One problem with this theory is that the Uber car sensors misidentified the woman who was killed and they were so erratic that they felt like turning them off made sense.
You're not considering why the AI turns it over the human. It's rarely about some crazy imminent emergency where if the human doesn't respond instantly and with super-human reflexes, it's all over.

In reality it's mostly just the AI expected one thing, and observed another - so something's not working right and it seeks a disengagement. California requires companies to quantify disengagements and most go a step further and specify the reason for the disengagement. I think the reason for this is precisely because of your intuition -- thinking that disengagement means imminent danger. Even for companies with relatively large numbers of disengagements, there were generally 0 that involved any danger whatsoever.

The problem is, as air flight has found, you're removing training hours from the humans so theyll be more and more dangerous also. And how do you safely hand off to a driver who is 99% of the time not doing anything. That's the thing humans are worst at, stayomg attent to long boring periods
The safety driver will be sitting in a call-center-like office and taking remote control when the car requests it.
That sounds like a terrible job with a lot of potential for things to go wrong.
Why? Sounds similar to the maritime pilots, whose job is to maneuver all kinds of ships just for small stretches (usually near a specific port).

These would be (remote) car pilots, probably specialized in specific areas.

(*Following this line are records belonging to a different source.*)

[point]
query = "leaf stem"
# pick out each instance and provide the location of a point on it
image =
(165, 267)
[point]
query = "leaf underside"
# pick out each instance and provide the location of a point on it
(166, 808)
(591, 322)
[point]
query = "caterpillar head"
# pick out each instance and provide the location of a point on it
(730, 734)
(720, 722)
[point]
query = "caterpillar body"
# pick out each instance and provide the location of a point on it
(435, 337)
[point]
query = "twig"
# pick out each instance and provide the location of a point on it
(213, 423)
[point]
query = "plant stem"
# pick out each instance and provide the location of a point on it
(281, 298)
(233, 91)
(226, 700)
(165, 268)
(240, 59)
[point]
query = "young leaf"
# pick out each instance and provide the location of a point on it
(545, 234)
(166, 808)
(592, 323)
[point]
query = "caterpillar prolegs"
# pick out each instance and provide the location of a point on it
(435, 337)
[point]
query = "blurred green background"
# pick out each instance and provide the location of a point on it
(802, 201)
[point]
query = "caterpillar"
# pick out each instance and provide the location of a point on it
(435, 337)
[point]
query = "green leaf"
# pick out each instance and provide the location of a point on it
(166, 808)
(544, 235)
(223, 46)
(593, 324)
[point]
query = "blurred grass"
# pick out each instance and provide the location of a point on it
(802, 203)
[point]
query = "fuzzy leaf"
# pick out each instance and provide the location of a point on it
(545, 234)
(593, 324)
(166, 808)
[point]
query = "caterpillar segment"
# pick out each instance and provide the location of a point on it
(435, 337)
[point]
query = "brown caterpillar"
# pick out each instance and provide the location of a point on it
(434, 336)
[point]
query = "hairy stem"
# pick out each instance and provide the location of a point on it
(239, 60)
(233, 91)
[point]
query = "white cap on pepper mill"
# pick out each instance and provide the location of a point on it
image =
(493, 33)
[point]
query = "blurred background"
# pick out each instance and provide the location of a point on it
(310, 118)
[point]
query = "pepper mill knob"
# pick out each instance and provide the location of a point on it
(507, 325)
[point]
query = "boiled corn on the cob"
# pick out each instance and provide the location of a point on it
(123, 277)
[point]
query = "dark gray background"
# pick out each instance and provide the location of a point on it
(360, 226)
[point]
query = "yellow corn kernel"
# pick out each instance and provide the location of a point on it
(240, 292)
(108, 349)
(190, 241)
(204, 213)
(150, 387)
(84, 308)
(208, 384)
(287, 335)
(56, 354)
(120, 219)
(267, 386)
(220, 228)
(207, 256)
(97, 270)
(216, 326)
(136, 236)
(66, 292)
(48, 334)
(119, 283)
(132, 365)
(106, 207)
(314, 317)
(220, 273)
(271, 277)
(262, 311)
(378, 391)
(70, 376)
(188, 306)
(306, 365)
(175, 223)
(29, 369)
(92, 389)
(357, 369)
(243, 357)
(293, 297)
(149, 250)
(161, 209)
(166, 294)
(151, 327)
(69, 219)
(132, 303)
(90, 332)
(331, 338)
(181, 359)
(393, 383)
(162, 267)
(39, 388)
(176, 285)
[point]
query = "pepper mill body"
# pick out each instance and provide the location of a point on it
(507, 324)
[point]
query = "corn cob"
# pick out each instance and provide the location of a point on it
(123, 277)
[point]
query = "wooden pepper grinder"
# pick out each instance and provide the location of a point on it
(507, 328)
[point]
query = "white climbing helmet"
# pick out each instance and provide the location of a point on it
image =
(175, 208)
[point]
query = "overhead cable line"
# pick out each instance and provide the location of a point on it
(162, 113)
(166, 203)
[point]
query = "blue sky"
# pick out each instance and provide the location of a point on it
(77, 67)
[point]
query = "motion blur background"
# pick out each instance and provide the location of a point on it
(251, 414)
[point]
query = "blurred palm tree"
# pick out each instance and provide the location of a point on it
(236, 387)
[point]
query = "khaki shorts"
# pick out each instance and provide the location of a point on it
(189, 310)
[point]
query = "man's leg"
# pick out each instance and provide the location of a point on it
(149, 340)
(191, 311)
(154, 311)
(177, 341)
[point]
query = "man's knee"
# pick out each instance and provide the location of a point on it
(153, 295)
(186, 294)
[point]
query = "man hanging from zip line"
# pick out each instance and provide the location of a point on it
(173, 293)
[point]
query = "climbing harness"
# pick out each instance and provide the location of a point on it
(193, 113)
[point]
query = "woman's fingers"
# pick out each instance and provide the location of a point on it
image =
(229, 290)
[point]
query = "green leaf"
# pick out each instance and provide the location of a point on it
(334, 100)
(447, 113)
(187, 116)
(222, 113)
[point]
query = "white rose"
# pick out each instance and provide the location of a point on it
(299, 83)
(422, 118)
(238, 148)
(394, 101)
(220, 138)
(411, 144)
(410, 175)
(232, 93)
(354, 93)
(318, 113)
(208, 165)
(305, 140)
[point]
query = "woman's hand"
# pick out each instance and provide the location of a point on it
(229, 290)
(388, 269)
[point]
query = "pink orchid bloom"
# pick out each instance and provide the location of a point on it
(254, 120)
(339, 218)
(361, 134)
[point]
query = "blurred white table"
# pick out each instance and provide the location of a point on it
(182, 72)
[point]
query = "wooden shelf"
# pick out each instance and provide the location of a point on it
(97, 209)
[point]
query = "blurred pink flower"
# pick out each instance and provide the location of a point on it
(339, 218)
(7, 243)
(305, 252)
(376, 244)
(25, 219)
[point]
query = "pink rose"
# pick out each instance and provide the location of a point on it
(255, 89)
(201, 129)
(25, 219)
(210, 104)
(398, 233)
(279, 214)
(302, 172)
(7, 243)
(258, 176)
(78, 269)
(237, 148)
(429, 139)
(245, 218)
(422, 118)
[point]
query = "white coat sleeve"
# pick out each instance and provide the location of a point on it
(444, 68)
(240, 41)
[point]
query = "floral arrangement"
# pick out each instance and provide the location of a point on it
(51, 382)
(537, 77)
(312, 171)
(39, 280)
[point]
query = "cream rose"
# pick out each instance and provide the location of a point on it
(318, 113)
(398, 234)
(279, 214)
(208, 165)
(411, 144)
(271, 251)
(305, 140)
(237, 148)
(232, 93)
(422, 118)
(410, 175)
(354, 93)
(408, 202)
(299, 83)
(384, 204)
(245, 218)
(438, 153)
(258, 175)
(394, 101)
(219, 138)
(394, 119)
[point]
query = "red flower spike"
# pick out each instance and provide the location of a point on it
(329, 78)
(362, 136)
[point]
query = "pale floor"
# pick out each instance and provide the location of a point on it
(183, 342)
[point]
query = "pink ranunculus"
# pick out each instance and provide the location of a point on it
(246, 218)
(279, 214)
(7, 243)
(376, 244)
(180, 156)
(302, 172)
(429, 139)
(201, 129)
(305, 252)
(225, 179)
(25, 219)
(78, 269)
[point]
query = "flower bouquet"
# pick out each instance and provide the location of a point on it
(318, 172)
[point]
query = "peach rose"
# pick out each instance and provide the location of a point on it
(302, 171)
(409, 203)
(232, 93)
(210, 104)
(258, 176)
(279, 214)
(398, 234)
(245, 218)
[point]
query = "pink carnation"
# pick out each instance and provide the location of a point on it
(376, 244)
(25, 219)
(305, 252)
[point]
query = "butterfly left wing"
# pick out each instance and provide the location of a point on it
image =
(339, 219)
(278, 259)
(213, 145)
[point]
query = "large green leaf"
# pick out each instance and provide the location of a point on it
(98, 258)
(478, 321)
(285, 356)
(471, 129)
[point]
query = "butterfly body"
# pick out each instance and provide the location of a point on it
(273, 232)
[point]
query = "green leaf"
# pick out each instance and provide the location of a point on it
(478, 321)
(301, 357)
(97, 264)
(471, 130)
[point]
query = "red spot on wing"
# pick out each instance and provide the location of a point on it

High-pressure and probably a fair amount of death
Well, I'm assuming we're in L4, so they don't have to pick up the controls of a car going high-speed or such. I can't imagine any company would sign up to have its employees regularly have the clients' lives in danger, it would be unsustainable legally and PR-wise.
It is a bit of an exaggeration, but the fact remains that handing off to a bored driver who likely isn't paying any attention and expecting them to take over a car at speed is not reasonable or safe.